The Page Boy

Blind Faith: A Blind Eye Mystery
Diane and Jacob
Anderson-Minshall
Bold Strokes Books
$15.95
Husband and wife team Diane and Jacob Anderson-Minshall embark on their third Blind Eye Detective Agency Mystery with the same gusto and verve as their previous Blind Curve and Blind Leap. In seemingly separate incidents, a young woman threatens a man at gunpoint; the Blind Eye Detective Agency is hired to find a client’s missing sister; and two 17-year-olds are found dead at the base of a seaside cliff. All threads, however, seem to lead back to the Pioneer Institute, a concertina wire-surrounded residential facility housing an ex-gay youth program that employs electroshock, drug, and aversion therapies on the young inmates. When Director and Founder Dr. Barnabas is evasive about students who have “gone missing,” Tucker, the youngest of the Blind Eye troop, is embedded in the program to get the goods. Stakes are raised with every piece of the picture that falls in place: Are some parents ordering up a “Final Solution” for their gay and outcast offspring?

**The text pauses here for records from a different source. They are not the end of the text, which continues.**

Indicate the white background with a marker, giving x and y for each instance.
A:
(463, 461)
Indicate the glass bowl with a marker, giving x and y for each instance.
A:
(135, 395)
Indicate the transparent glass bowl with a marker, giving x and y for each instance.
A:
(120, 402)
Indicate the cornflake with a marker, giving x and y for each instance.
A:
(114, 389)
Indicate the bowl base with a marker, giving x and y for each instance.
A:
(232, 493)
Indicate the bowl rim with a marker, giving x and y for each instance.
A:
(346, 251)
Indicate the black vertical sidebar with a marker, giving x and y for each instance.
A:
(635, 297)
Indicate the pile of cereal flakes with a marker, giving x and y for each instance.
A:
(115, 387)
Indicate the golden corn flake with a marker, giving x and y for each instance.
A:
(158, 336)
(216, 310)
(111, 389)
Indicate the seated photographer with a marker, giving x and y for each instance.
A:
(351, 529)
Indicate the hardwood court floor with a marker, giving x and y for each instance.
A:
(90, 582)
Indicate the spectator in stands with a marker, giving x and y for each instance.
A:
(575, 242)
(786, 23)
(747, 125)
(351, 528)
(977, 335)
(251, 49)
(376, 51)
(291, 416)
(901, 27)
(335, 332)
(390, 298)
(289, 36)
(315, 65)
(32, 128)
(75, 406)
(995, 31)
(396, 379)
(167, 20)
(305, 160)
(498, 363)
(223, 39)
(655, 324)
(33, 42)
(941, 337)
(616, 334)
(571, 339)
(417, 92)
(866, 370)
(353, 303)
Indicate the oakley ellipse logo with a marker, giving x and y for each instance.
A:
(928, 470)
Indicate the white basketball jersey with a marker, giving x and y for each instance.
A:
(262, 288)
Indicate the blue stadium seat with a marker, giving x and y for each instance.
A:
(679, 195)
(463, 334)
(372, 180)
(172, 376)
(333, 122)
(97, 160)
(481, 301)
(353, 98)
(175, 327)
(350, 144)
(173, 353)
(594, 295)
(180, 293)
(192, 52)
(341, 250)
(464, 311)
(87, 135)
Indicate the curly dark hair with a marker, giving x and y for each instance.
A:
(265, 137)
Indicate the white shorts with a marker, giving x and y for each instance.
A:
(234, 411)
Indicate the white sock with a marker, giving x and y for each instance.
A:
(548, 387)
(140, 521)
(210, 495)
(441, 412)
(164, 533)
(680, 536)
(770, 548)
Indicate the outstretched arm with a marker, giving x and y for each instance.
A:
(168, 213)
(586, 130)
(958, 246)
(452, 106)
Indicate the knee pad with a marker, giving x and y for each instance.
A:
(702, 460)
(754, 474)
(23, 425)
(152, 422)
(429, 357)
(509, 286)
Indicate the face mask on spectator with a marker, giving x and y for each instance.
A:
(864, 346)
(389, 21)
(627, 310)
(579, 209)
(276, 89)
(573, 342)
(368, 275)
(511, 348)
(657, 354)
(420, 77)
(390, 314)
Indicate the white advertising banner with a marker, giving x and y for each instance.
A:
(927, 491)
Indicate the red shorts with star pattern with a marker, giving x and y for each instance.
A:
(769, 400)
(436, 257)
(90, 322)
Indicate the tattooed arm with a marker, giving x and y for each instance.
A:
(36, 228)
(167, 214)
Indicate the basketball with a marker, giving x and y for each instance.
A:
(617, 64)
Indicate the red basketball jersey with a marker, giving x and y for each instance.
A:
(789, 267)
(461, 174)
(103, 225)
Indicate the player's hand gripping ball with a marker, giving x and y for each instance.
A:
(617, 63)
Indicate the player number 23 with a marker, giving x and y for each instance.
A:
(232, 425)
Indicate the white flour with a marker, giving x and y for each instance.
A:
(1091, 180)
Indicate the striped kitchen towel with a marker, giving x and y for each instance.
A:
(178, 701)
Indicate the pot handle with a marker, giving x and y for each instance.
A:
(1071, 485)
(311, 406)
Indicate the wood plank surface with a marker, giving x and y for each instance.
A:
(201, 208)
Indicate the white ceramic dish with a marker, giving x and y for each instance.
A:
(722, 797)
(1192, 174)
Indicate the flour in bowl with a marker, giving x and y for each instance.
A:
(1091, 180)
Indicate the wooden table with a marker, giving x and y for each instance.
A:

The Scourge of Demons: Possession, Lust and Witchcraft in a Seventeenth-Century Italian Convent
Jeffrey R. Watt
University of Rochester Press
$75
Between 1636 and 1638, 14 nuns at the Northern Italian convent of Santa Chiara in Carpi were stricken ill by a mysterious and devastating affliction that produced—among the symptoms, real or “imagined”—fits, speaking in demonic voices, preternatural strength, and the ability to contort their bodies into unnatural positions for long lengths of time. Three of this order, founded by St. Clare of Assisi in the 13th Century, died. A scholarly volume, Watt’s book is eminently readable, as he follows in detail the twists and turns of the attempted cures, along with the accusations against Sister Dealta and confessor Bellacappa. The testimony of exorcists, as well as the detailed records kept by the Inquisition of Modena, offer an intimate glimpse into the lives of the afflicted and accused—names, ages, backgrounds (mostly well-to-do). Watt’s assimilation of the era’s history, culture, and judicial and medical knowledge makes rewarding reading, and his detailing of the Inquisition’s rigorous, scrupulously ordered court proceedings is eye-opening.
The Slow Fix
Ivan E. Coyote
Arsenal Pulp Press
$18.99
Vancouver-based Ivan E. Coyote’s fourth book of stories, many drawn from her columns appearing in Xtra West, unfolds in prose both lyric and pragmatic. She is able, like a gifted mosaic artist, to pull a myriad of tiny fragments into a whole. The 31 stories collected here may be devoured whole at a single sitting, or parceled out over time and savored. An “estrogen-based form of life,” as she describes herself, Coyote delights in the many forms of gender and sexual variance that are the actual components of what many hold to be a binary society. That she can pass as a respectable alumnus of a Catholic boy’s school is a source of humor, annoyance, irony, or fear—not necessarily unmixed. Just three of these gems are “The Curse?” (on tampons); “It Works Like This” (on giving up bachelorhood for a live-in girlfriend); and “Ramble On” (an 11-year-old’s camping trip with Uncle Jack, and the freedom still to go shirtless).
The Soloist
Steve Lopez
Penguin
$15
Los Angeles Times columnist Steve Lopez noted a slight African-American street performer on skid row playing Beethoven on a two-stringed violin. Lopez jotted down “Violin Man,” with the thought of writing a human-interest column. That single column evolved into this book, and thence, into a feature film. Over time, Lopez teased out musician Nathaniel Anthony Ayers’s improbable story. Raised in modest circumstances in Cleveland, he was musical prodigy accepted at Julliard. His talent never was in question, but pressures led him to drop out, and eventually take up his space under LA’s 2nd Street tunnel. The book details Lopez’s efforts to help—to find Ayers a cello (his instrument of choice) to get him off the street into a safe apartment, and to arrange a meeting with famed cellist Yo-Yo Ma. Lopez comes to comprehend the intransigence of some mental illnesses—that the helper as well as the helped inevitably and profoundly are changed—accepting the power of love (and music).